October US liquids production surged by 0.44 mb/d m/m, and 1.3 mb/d y/y, to 14.74 mb/d as NGLs output surged by 0.28 mb/d m/m (to 3.97 mb/d) and crude by 0.17 mb/d (to 9.64 mb/d). NGLs gains were driven by ethane output growing by 0.25 mb/d m/m to a record 1.5 mb/d. Crude production growth could have been significantly higher had it not been for 0.2 mb/d of unplanned outages in the Gulf of Mexico following Hurricane Nate. Crude production growth exceeded our expectations by a large 0.15 mb/d (we had expected flat to slightly lower crude output as onshore gains were expected to be offset by GoM declines). The outperformance was driven by combined Texas and New Mexico output (a proxy for the Permian and Eagle Ford), which surged by 0.23 mb/d m/m (outstripping our combined Permian and Eagle Ford forecast of 0.1 mb/d of m/m growth). The onshore growth was further bolstered by gains in the Bakken (83 thousand b/d m/m vs our expectation of 20 thousand b/d), Anadarko basin (24 thousand b/d m/m vs our expectation of flat growth), and the Rockies (15 thousand b/d m/m, in line with our forecasts). Even Alaskan output rose, by 25 thousand b/d m/m, following a period of planned maintenance. The source of the outperformance is difficult to pin down, with well data only partially complete through to September. Still, leading-edge well results have been promising, with IP rates rising in most basins in recent months, in line with higher pad completion activity.

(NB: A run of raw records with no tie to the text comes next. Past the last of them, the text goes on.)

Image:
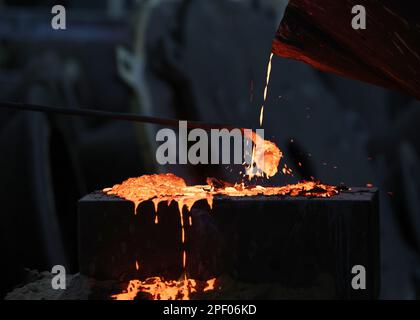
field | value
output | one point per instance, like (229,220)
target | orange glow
(267,81)
(168,188)
(159,289)
(209,285)
(266,157)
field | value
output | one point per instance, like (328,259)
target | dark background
(195,60)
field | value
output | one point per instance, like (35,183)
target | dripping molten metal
(167,188)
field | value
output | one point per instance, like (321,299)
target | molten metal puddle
(167,188)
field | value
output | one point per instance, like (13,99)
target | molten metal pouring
(168,187)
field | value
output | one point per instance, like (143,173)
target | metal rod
(111,115)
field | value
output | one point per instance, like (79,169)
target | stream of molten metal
(267,81)
(168,187)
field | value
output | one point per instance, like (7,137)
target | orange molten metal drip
(265,154)
(168,188)
(267,81)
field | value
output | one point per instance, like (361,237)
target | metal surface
(301,243)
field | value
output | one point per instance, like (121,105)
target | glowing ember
(266,157)
(167,188)
(159,289)
(209,285)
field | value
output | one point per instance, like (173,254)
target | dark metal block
(300,243)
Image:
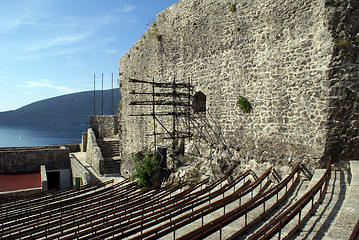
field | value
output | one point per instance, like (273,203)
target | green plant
(144,170)
(232,7)
(154,33)
(244,105)
(342,41)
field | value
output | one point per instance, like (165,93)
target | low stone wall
(104,125)
(25,159)
(93,153)
(20,193)
(80,171)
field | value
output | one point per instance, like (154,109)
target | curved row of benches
(124,211)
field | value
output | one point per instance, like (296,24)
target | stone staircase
(110,149)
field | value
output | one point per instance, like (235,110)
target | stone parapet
(26,159)
(93,153)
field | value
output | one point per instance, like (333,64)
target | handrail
(238,212)
(184,220)
(355,233)
(275,226)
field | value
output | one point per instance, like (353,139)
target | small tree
(144,170)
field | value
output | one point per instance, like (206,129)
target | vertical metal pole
(173,116)
(153,112)
(102,95)
(94,94)
(112,96)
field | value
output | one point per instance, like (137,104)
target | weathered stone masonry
(288,58)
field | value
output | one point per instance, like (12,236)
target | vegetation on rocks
(144,170)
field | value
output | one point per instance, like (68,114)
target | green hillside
(66,109)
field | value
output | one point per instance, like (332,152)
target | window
(199,102)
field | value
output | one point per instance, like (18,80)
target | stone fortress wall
(290,59)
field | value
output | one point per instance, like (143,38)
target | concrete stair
(110,149)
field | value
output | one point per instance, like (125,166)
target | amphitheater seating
(227,208)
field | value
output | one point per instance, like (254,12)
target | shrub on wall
(244,105)
(144,170)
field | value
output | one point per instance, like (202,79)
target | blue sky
(54,47)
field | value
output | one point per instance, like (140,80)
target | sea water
(21,136)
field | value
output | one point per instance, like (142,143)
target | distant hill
(66,109)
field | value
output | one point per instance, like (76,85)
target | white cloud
(127,8)
(58,41)
(46,84)
(110,51)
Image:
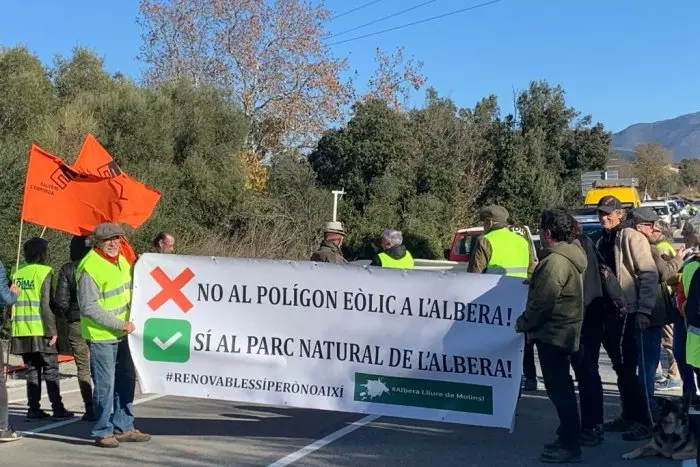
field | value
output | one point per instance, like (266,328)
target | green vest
(404,263)
(114,284)
(26,315)
(510,253)
(687,275)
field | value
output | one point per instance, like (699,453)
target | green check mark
(167,340)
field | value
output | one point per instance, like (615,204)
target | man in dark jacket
(585,361)
(34,332)
(66,303)
(552,319)
(649,344)
(628,254)
(394,254)
(8,297)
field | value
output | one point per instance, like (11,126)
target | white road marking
(164,345)
(52,426)
(24,399)
(318,444)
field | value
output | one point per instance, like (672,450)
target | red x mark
(172,289)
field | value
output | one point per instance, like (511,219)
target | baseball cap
(644,215)
(608,204)
(107,230)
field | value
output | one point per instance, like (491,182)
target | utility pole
(336,195)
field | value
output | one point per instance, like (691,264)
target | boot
(86,393)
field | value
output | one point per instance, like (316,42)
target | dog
(673,436)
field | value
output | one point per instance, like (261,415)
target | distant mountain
(680,135)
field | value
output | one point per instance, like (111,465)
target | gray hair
(394,237)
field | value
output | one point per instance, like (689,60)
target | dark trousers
(620,342)
(42,365)
(81,352)
(4,421)
(590,386)
(555,363)
(529,369)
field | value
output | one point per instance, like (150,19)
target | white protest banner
(415,344)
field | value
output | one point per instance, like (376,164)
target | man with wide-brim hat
(104,293)
(329,250)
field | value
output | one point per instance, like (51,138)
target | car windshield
(660,210)
(592,230)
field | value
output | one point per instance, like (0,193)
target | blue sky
(622,61)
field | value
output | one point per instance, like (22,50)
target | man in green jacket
(552,319)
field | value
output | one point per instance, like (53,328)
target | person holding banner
(329,250)
(66,301)
(501,251)
(34,332)
(104,294)
(552,320)
(8,297)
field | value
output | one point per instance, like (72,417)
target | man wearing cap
(329,250)
(627,253)
(687,344)
(649,340)
(502,251)
(394,254)
(104,296)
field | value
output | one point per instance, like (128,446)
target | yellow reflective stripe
(27,318)
(117,291)
(118,311)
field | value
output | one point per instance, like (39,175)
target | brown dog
(672,436)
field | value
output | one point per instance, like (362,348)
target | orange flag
(59,197)
(94,159)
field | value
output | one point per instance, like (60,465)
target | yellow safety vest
(114,284)
(510,253)
(26,314)
(666,245)
(404,263)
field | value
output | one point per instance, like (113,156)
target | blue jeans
(685,370)
(649,351)
(115,382)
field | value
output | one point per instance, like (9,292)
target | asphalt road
(196,432)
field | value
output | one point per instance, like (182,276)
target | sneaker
(561,456)
(133,436)
(617,426)
(530,385)
(592,437)
(36,415)
(107,442)
(668,385)
(63,415)
(9,435)
(637,432)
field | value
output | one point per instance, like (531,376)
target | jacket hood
(573,252)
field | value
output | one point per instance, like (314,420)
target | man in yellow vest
(394,254)
(502,251)
(104,294)
(34,330)
(8,297)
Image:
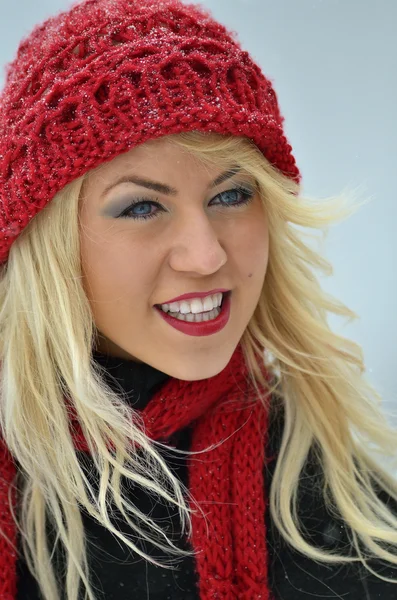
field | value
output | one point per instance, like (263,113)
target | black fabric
(119,574)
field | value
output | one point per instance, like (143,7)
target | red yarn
(227,482)
(107,75)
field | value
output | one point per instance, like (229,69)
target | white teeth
(194,306)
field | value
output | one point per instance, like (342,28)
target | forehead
(159,156)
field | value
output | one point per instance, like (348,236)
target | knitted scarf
(227,481)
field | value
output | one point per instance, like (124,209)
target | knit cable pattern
(227,481)
(107,75)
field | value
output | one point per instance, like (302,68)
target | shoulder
(291,573)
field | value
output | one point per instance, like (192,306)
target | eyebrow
(162,188)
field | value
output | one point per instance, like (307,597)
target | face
(198,237)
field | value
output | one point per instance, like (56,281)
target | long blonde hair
(47,335)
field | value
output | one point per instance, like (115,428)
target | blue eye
(143,205)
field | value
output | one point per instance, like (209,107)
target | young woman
(178,420)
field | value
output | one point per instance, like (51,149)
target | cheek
(114,271)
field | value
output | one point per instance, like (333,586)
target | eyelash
(245,192)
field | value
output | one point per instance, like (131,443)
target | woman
(153,445)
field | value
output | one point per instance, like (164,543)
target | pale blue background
(334,65)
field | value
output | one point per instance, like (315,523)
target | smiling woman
(171,391)
(202,236)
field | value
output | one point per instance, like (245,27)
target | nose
(197,246)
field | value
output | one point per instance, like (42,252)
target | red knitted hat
(107,75)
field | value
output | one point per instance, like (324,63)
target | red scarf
(227,482)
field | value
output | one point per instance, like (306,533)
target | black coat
(119,575)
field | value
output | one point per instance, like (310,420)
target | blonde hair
(47,335)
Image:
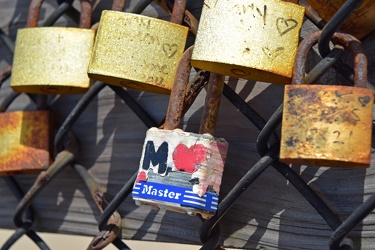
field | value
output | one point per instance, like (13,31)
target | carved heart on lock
(285,25)
(185,159)
(170,49)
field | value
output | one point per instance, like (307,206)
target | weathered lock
(359,23)
(53,60)
(327,125)
(254,40)
(136,51)
(180,171)
(24,142)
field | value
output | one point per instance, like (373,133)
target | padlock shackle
(85,16)
(118,5)
(346,40)
(212,104)
(360,58)
(34,11)
(178,11)
(176,99)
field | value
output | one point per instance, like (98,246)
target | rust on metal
(110,232)
(193,89)
(328,125)
(192,22)
(360,59)
(346,40)
(212,104)
(178,11)
(85,16)
(5,73)
(33,13)
(24,142)
(176,99)
(359,23)
(64,158)
(292,1)
(118,5)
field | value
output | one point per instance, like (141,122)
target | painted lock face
(327,125)
(137,52)
(24,142)
(52,60)
(180,171)
(359,23)
(255,40)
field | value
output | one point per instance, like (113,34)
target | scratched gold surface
(327,126)
(24,142)
(52,60)
(254,40)
(359,23)
(137,52)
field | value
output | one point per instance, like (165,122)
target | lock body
(24,142)
(254,40)
(327,126)
(137,52)
(359,23)
(181,171)
(52,60)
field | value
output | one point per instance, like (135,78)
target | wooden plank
(271,214)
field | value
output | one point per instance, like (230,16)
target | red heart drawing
(185,159)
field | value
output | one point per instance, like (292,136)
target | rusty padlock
(53,60)
(181,171)
(136,51)
(254,40)
(327,125)
(359,23)
(25,143)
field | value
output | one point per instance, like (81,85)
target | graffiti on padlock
(182,168)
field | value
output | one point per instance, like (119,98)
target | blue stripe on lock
(175,194)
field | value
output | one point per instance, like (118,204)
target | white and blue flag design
(175,194)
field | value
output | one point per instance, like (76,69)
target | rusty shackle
(176,99)
(34,11)
(178,11)
(346,40)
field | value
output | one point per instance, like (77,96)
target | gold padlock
(328,125)
(359,23)
(136,51)
(254,40)
(24,142)
(53,60)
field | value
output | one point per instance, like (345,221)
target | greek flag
(174,194)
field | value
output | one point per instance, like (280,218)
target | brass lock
(53,60)
(254,40)
(180,171)
(24,142)
(136,51)
(328,125)
(359,23)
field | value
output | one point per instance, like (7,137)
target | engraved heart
(273,54)
(170,49)
(185,159)
(364,100)
(285,25)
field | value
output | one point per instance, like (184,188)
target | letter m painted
(156,158)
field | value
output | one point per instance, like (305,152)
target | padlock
(180,171)
(136,51)
(254,40)
(359,23)
(53,60)
(326,125)
(24,142)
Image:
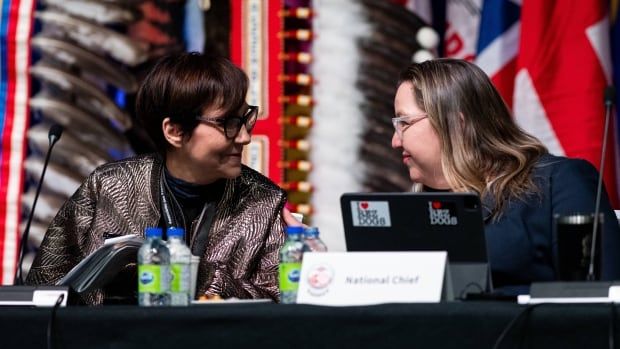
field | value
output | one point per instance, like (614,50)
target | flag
(15,33)
(551,62)
(562,70)
(462,27)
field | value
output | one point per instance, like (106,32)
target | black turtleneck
(193,197)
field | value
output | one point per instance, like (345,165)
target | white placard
(47,298)
(364,278)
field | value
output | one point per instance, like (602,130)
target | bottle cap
(291,230)
(312,231)
(153,232)
(176,232)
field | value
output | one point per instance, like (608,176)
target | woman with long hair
(456,134)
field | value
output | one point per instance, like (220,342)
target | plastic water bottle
(312,242)
(180,260)
(290,265)
(153,270)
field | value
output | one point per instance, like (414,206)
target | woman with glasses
(193,108)
(455,133)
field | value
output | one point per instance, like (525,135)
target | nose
(243,137)
(396,141)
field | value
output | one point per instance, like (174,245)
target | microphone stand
(53,136)
(609,101)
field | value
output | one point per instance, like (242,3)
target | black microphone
(610,93)
(53,137)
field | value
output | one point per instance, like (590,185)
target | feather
(93,37)
(57,178)
(98,12)
(85,60)
(69,151)
(98,100)
(89,128)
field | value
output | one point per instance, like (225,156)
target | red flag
(563,67)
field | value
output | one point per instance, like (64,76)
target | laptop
(449,222)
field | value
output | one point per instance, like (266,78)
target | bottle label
(289,276)
(153,278)
(180,277)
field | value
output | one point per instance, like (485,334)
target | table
(268,325)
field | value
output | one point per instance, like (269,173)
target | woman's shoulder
(563,168)
(257,181)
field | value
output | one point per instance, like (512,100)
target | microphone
(53,137)
(610,93)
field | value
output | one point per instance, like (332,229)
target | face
(418,142)
(208,155)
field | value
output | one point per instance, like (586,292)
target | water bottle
(312,242)
(290,265)
(180,260)
(153,270)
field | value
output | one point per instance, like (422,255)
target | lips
(406,157)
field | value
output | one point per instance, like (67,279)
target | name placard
(364,278)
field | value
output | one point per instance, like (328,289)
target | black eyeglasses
(232,124)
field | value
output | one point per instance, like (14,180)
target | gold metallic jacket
(241,257)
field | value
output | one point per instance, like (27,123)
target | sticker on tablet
(370,214)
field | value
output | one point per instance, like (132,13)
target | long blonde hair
(483,149)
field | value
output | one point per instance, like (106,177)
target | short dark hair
(181,86)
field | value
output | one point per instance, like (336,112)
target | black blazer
(520,243)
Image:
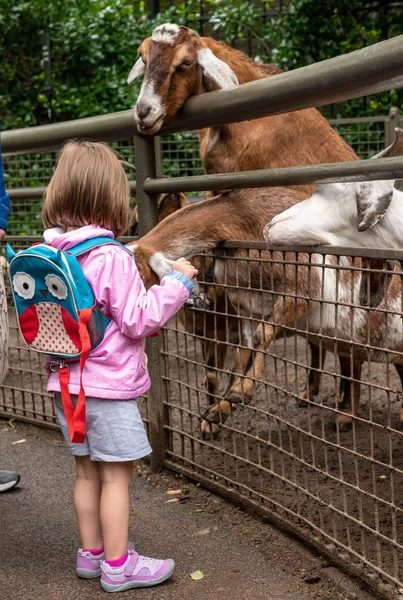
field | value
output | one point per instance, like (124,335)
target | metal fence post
(393,121)
(148,218)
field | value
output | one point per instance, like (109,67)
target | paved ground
(241,557)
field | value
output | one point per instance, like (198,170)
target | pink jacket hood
(117,368)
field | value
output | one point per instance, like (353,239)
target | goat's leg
(214,413)
(314,377)
(399,369)
(348,398)
(286,314)
(218,412)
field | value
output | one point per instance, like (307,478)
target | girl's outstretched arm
(119,289)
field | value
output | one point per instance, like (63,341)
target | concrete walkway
(241,557)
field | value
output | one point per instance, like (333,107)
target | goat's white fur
(368,215)
(166,33)
(330,215)
(217,70)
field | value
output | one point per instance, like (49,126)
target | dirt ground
(291,460)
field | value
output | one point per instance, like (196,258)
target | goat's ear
(373,200)
(375,286)
(137,71)
(395,149)
(170,203)
(215,71)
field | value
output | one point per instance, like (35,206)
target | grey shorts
(115,431)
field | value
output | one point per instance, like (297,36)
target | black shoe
(8,480)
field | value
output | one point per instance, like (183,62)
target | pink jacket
(117,368)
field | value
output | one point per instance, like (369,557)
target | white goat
(366,214)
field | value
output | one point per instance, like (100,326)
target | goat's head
(142,257)
(176,63)
(167,205)
(327,217)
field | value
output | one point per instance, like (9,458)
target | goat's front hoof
(302,398)
(213,416)
(209,431)
(234,397)
(344,423)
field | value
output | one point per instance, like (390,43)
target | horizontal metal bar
(363,170)
(106,128)
(330,250)
(355,120)
(370,70)
(367,71)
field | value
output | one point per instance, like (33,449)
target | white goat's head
(332,215)
(335,211)
(175,62)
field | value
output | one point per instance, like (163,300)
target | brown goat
(177,63)
(201,227)
(212,331)
(238,215)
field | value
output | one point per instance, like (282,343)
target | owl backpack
(58,314)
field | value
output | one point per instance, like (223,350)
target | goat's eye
(187,63)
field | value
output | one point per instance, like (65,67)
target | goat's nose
(143,111)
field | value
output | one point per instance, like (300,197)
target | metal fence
(320,464)
(177,156)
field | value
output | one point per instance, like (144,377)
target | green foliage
(94,45)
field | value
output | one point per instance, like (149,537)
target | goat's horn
(396,148)
(192,32)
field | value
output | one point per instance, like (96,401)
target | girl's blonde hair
(88,187)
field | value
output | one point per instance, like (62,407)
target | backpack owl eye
(56,287)
(24,285)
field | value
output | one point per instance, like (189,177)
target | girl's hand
(185,267)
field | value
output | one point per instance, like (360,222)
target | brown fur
(291,139)
(196,228)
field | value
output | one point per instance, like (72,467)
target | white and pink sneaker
(88,565)
(137,571)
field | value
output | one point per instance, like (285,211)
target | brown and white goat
(190,231)
(177,63)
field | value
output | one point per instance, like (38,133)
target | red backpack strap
(76,416)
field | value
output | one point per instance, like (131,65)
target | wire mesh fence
(23,393)
(283,390)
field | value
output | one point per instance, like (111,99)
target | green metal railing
(175,443)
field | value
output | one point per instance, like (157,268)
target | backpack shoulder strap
(88,245)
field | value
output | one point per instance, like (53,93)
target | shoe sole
(109,587)
(87,573)
(9,485)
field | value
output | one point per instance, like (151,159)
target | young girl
(88,196)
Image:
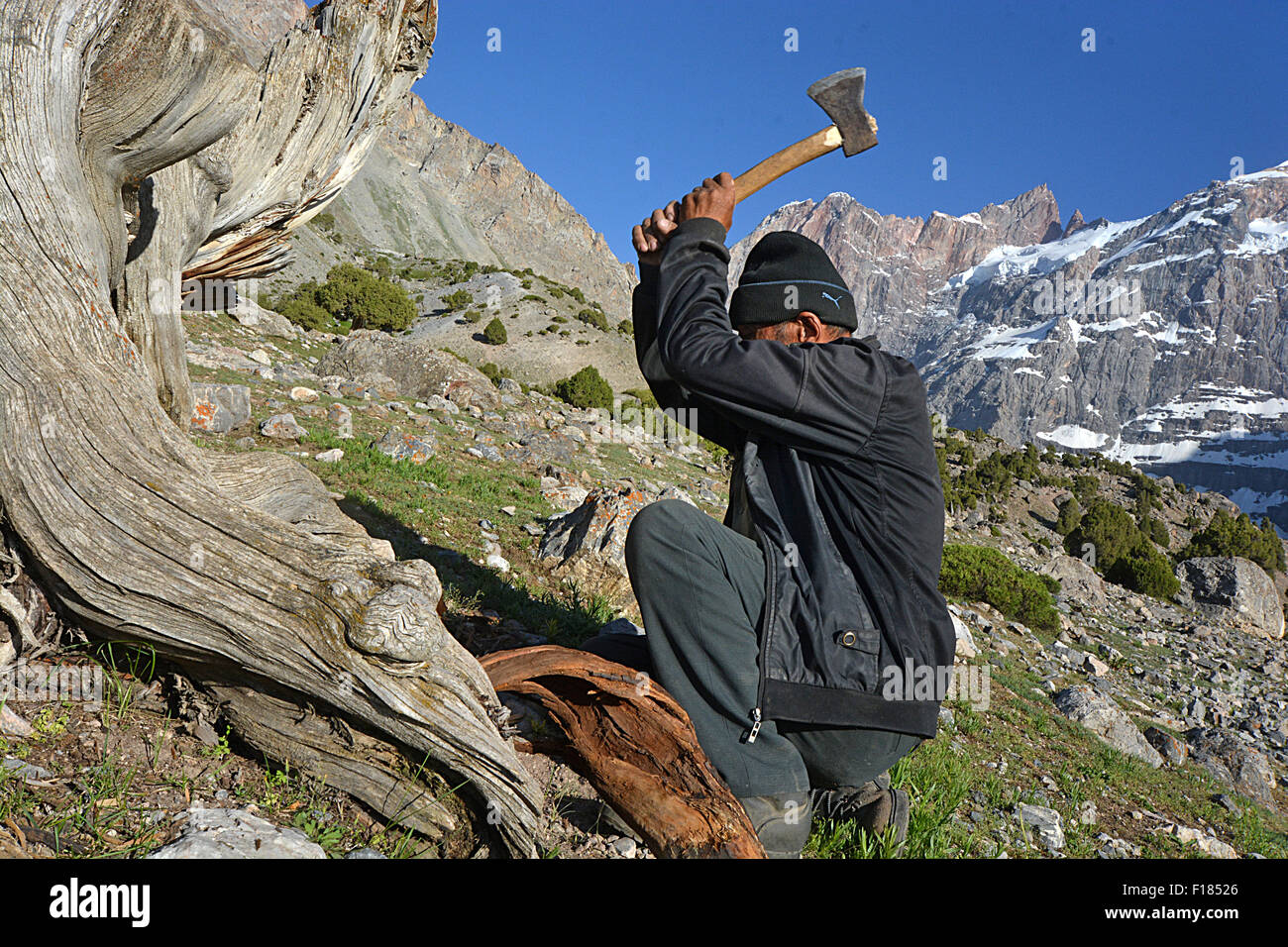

Activity levels remained strong across November and December, with 8 rigs added in the Delaware, 3 in the Eagle Ford and 2 in the Midland basins. Furthermore, completion data from the Texas RRC suggests 492 wells were completed in the state in November (up from 391 completions in October). The shortage of frac crews, which was previously holding back growth, also appears to have been alleviated recently with the ratio of DUCs to new wells falling in the Permian in October and November. Indeed, Midland DUCs were down for the first time in 11 months in October. We expect these trends to continue through 2018 and US output will be further bolstered by an increase in offshore activity. In the GoM, a combination of new projects (the 80 thousand b/d Stampede and 75 thousand b/d Big Foot) alongside the continued development of tieback opportunities should deliver 64 thousand b/d of growth in 2018.
Despite the rhetoric of financial prudence gaining traction through the course of 2017, we have yet to see clear evidence that producers are doing anything more than paying lip service to their investor base, given the sharp underperformance of US E&P equities relative to oil prices and broader equity indices. For us, the rally in flat price more or less ensures that companies will deliver on production growth, and it would take draconian reversals in spending and company strategies to alter that.